Does Accessibility Present Copyright Issues?
Thursday, January 29th, 2009It’s About Access, Right?
One of our goals at Penn State is to increase access to online courses, programs, and services for a broad spectrum of students, including students confronting barriers related to disabilities. In fact, as is the case with many distance education providers, access has historically been at the very center of the World Campus’s purpose and self-identify. Online education may provide a perfect opportunity for students dealing with barriers related to mobility; however, for other kinds of disabilities, online learning may actually present barriers of other kinds. You may be surprised to discover that copyright considerations may complicate serving students with disabilities.

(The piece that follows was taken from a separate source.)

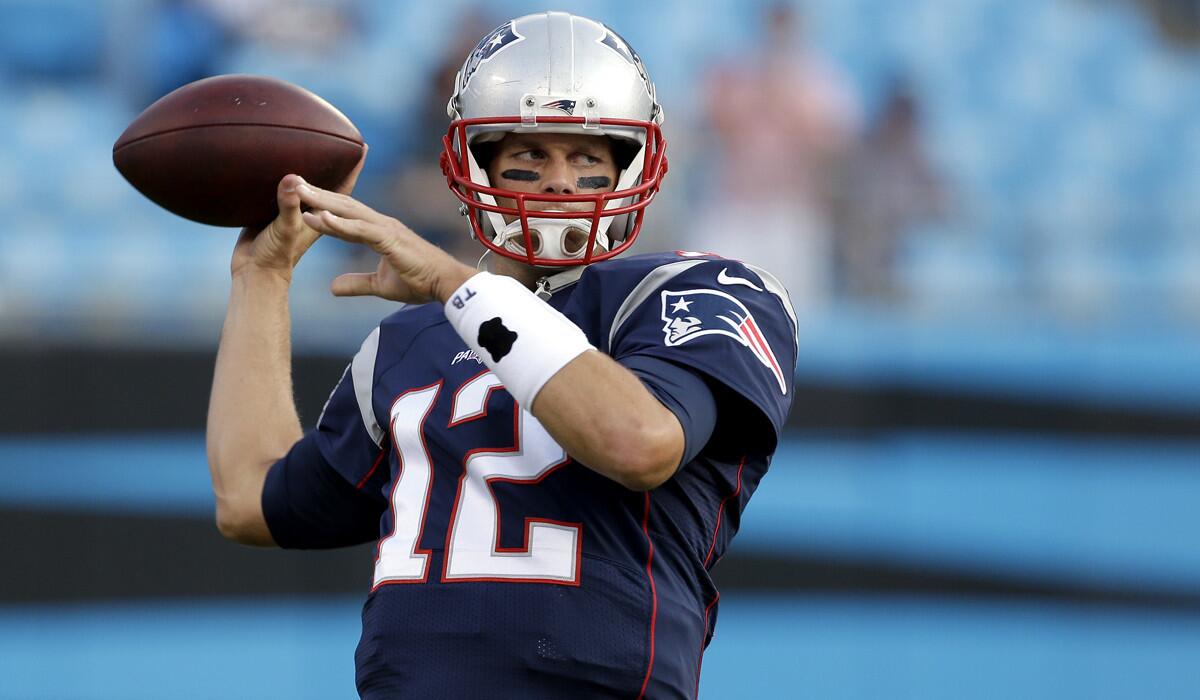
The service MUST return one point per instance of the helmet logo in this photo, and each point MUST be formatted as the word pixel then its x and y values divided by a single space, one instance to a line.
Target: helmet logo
pixel 490 46
pixel 567 106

Accommodation is a Feature of Access
As we incorporate larger amounts and more diverse kinds of media in online courses, related considerations may include how to achieve the necessary accommodations when a student with a disability needs access to the course materials. Text is pretty easy, but online courses may utilize music, video, and graphic files offered in various file formats, including streaming media; textbooks (including e-texts) and online resources provided by publishers and others; and learning management systems, WIKIs, blogs, and software to support real-time interactions. A typical accommodation needed by a student with a disability may include one or more of the following:
- close-captioning of video,
- transcription of audio,
- accessible versions of course textbooks and other ancillary materials, and/or
- more time on timed items (such as quizzes or exams).
Are the media and tools you are hosting and/or linking to accessible? If not, can they be made accessible upon request? What are the substantive barriers to quickly and effectively meeting the needs of learners who require accommodation?
Copyrights and Accommodations
Although there are numerous technical and financial challenges to making course content accessible, the implications of the restrictive copyright that comes along with the use of proprietary content may present challenges that are frequently overlooked. Various forms of accommodation require the creation and distribution of derivative works, which is a restriction that comes along with the default copyright license. On the up side, the materials in question may include intellectual property created and owned by the faculty member and/or educational organization offering the course, in which case you and the learner may be lucky, relatively speaking. If you had the foresight to create accessible versions of all course media, you are home free. If not, your primary questions may be simply how to find the resources and tools to create accessible versions of these items in a timely fashion, which is a technical and financial issue.
However, a typical online course may also include third-party intellectual property, not owned by the institution offering the course, and potentially offered via media not controlled or supported by the offering institution. What special copyright considerations apply?
What About the TEACH Act?
The TEACH Act (TEACH Act Toolkit and PSU TEACH Act site) allows educational providers meeting certain criteria to host on their course Web sites some media in their entirety, and limited selections of other types of media, to enrolled students provided certain requirements are met. These requirements include limiting access to the material to registered students for the duration of a class session (defined by many as the entire semester of offering), providing appropriate notices and making available access to copyright resources, and making a good-faith effort to provide the material in a format that students cannot retain after the class has concluded.
Thus you may under the TEACH Act provide streamed movie clips, documents in PDF format with save features disabled, and graphics in a watermarked or reduced-quality format. Are these items accessible? If not, can they be made accessible upon request? And does the law allow you to provide the more accessible version (for example, a transcript of an audio or video segment) to all of the students in the course (who may also realize significant benefit from such items), or only to those students who can document a relevant disability need?
Access Accommodation & the “Web” of Content
Have you thought about the third-party materials that you may link to in a course, as well? If you link to a news article, an online film or music clip, or YouTube video, what will your strategy be for providing accessibility to students who need it? In some cases, ownership of the linked item may be unclear, and the rights surrounding its use even muddier. On the Web, some providers take care to make accessible versions of items available; sadly, most do not. So you may find yourself in the unenviable position of taking on responsibility for creating an accessible derivative work of an item you do not own and have previously chosen not to host within the course.
Another (perhaps better) option may be for your organization to skip the copyright quagmire and make the choice to use only open resources for which rights are clear and access does not need to be restricted. Such an approach may seem limiting in the short term, but in the long term (for example, when serving students confronting accessibility challenges, and muddling through questions of copyright and liability), you may be the one having the last laugh!
Proceed with Caution!
As with many copyright questions, the best answer to what is legal is: “whatever your organization’s lawyers are prepared to defend.” So, fellow online course providers: please consult your lawyers, and good luck in working through the legal and logistical considerations related to providing accessible versions of third-party materials – both those imbedded within and those linked-to within your online courses.
We’ve chosen in this posting to ask but not answer a number of questions related to access and accommodation. The last question that we would like to put on the table has to do with the potential for OER to simultaneously enhance access and reduce the need to proceed with caution. The reality is that in the online environment, we frequently learn about accommodation requests at the last minute, and in some courses the implications can be far-reaching. What can we do to leverage the potential of OER to increase our agility while meeting the needs of learners and faculty?